14L’auteur se situe à la frontière entre les deux modèles d’auteurs de miroirs. Comme la plupart des zélateurs de Luther, il a une formation humaniste, à la fois littéraire et juridique. Après avoir obtenu une chaire de poésie en 1518 à l’université d’Ingolstadt, il opte pour une autre carrière l’année suivante. En 1519, il reçoit la prêtrise à Constance et en 1520 entame une thèse en théologie à Bâle. La même année, il succède à Œcolampade comme prédicateur à Augsbourg où il rentre en contact avec Luther et Zwingli. Plus tard, il revient à Augsbourg comme prédicateur évangélique et participe aux violentes querelles contre les anabaptistes. Dès cette époque, il devient une des chevilles ouvrières du mouvement évangélique et c’est naturellement qu’il rejoint, après la Diète d’Augsbourg (1530), le duc Ernest le Confesseur de Brunswick-Lüneburg. Ce passage officiel au service du prince pour l’organisation de la Réformation dans le territoire en tant que Superintendant et pasteur à Celle, correspond au moment de la rédaction du Miroir qui s’inscrit dans sa production littéraire et théologique très abondante, (livres polémiques contre « les hérétiques » principalement les anabaptistes, ouvrages de « consolation », de prière, mais aussi des ordonnances ecclésiastiques et des rapports de visites pastorales).

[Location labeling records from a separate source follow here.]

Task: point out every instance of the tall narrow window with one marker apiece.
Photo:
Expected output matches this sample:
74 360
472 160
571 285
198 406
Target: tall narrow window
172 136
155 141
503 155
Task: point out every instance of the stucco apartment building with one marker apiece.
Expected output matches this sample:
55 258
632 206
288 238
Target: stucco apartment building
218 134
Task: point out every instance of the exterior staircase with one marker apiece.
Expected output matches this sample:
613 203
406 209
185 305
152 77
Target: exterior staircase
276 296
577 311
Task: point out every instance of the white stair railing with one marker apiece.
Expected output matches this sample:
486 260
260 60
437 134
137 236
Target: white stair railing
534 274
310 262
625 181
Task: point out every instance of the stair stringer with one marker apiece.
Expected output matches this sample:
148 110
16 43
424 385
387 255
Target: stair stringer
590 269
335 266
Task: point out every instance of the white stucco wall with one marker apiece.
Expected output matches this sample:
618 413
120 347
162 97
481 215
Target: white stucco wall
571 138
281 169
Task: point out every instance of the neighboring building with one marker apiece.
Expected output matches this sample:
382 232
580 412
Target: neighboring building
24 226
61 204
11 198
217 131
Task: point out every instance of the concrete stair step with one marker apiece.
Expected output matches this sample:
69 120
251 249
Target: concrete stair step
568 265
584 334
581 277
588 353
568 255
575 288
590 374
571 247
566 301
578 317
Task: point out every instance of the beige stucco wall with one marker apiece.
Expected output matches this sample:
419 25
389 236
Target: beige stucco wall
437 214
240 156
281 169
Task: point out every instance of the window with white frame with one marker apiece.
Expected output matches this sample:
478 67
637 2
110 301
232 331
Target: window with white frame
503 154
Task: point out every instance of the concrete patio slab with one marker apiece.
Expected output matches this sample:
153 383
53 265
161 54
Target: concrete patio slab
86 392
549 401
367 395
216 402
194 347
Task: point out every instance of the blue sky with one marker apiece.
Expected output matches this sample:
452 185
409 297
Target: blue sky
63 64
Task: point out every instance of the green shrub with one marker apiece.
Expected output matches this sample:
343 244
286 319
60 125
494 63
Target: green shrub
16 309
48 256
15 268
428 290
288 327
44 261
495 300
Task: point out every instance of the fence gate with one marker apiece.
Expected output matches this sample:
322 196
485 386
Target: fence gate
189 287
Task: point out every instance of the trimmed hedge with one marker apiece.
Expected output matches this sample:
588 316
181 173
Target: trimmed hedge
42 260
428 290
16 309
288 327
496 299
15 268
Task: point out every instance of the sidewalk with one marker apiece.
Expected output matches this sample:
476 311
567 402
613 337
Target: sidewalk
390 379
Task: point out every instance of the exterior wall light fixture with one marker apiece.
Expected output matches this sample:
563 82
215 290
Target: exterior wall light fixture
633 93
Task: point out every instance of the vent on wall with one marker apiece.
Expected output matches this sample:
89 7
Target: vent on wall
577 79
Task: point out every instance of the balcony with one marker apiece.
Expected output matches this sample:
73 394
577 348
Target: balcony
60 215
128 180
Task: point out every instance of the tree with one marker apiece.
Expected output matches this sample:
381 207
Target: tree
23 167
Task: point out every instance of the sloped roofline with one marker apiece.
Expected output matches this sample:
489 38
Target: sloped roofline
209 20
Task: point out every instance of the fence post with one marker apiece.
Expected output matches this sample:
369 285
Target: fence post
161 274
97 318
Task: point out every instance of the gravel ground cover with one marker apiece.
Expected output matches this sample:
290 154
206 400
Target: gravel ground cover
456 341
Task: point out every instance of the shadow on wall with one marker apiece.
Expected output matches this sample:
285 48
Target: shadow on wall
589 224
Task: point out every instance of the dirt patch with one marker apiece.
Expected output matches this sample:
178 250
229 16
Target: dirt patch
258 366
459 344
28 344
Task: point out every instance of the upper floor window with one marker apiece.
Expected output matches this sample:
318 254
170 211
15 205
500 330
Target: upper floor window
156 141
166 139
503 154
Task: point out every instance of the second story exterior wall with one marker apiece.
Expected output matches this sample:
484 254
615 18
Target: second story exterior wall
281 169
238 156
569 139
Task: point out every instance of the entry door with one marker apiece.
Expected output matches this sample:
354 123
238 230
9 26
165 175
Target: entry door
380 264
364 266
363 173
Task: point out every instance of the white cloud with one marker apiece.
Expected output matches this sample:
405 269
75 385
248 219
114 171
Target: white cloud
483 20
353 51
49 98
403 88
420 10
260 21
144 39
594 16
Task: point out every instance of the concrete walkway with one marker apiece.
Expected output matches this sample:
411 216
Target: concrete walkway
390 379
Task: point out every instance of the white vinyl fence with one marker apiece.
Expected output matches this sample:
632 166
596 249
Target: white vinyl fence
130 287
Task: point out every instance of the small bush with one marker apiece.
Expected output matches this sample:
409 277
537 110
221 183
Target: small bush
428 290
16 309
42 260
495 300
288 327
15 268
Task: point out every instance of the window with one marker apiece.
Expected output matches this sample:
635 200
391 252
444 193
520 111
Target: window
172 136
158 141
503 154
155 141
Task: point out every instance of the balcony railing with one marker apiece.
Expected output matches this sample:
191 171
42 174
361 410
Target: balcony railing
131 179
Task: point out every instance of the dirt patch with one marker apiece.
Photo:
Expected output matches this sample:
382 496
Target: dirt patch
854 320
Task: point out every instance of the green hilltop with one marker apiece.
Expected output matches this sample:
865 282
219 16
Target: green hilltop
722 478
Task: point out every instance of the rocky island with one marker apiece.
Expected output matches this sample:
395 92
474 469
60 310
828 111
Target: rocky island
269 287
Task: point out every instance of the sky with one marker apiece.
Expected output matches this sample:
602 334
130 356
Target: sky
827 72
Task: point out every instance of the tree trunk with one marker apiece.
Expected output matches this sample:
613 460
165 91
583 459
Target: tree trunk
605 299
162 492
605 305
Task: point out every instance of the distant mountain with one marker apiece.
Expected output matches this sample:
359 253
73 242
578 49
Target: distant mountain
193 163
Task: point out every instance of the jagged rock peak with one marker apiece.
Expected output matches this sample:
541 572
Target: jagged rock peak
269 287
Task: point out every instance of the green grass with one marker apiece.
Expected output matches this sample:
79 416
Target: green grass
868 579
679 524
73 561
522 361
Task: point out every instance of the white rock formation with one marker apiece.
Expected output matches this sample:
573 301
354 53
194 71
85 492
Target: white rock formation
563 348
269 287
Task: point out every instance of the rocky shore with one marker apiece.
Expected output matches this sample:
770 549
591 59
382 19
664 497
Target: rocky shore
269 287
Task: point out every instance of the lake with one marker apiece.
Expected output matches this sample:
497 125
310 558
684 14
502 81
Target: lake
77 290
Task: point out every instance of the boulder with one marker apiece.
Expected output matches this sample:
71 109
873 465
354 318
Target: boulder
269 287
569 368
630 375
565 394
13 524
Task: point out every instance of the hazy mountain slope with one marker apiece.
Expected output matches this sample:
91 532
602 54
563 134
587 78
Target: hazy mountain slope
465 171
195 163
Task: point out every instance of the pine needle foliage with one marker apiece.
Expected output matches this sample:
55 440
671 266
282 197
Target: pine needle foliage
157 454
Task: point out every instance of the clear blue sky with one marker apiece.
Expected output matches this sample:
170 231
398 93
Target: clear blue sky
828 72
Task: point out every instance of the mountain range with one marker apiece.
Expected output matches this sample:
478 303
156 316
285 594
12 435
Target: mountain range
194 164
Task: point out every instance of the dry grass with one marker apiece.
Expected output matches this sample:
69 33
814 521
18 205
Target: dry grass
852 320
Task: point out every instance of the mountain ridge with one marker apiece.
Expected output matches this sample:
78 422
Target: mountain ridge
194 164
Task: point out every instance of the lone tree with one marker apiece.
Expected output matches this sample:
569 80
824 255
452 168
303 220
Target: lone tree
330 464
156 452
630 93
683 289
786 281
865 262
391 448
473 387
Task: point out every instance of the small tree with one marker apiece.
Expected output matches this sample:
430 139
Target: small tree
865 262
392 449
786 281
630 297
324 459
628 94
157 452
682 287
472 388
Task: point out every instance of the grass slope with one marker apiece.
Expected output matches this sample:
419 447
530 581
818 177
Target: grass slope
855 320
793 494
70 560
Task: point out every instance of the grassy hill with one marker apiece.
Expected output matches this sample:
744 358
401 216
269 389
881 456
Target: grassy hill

15L’Enchiridion entend aussi bien combattre les ennemis de la Réforme que proposer de nouveaux outils conceptuels pour la faire triompher. Il vise d’abord à proposer un portrait du prince luthérien, tout en lui offrant des modèles d’identification de sa conduite et des outils de légitimation de sa politique, notamment celle contre les hérétiques. L’ouvrage emprunte la forme d’un diptyque : le premier volet se penche sur la définition du prince chrétien, tandis que le second lui propose une série de consolations pour supporter son pesant fardeau politique, sa vocation.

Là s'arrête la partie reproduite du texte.